Re: [PATCH] mm: Use fallthrough;
From: Joe Perches
Date: Tue Mar 10 2020 - 07:12:15 EST
On Mon, 2020-03-09 at 15:48 +0900, Sergey Senozhatsky wrote:
> On (20/03/09 15:20), Sergey Senozhatsky wrote:
> [..]
> > > <shrug, maybe> I've no real opinion about that necessity.
> > >
> > > fallthrough commments are relatively rarely used as a
> > > separating element between case labels.
> > >
> > > It's by far most common to just have consecutive case labels
> > > without any other content.
> > >
> > > It's somewhere between 500:1 to 1000:1 in the kernel.
> >
> > I thought that those labels were used by some static code analysis
> > tools, so that the removal of some labels raised questions. But I
> > don't think I have opinions otherwise.
>
> ... I guess GCC counts as a static code analysis tool :)
>
> Looking at previous commits, people wanted to have proper 'fall through'
>
>
> Replace "fallthru" with a proper "fall through" annotation.
> This fix is part of the ongoing efforts to enabling
> -Wimplicit-fallthrough
>
> ---
>
> - case ZPOOL_MM_RW: /* fallthru */
> + case ZPOOL_MM_RW: /* fall through */
That conversion was unnecessary.
(there are still 6 /* fallthru */ comments in today's kernel)

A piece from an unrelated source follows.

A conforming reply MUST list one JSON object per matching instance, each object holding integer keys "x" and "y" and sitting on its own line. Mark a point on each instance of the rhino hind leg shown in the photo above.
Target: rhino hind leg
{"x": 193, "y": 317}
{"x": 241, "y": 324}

There are tens of thousands of consecutive case labels without
interleaving fallthrough comments in the kernel like:
switch (foo) {
case BAR:
case BAZ:
do_something();
break;
default:
something_else();
break;
}
So gcc and clang handle consecutive cases without fallthrough
without uselessly emitting warnings just fine.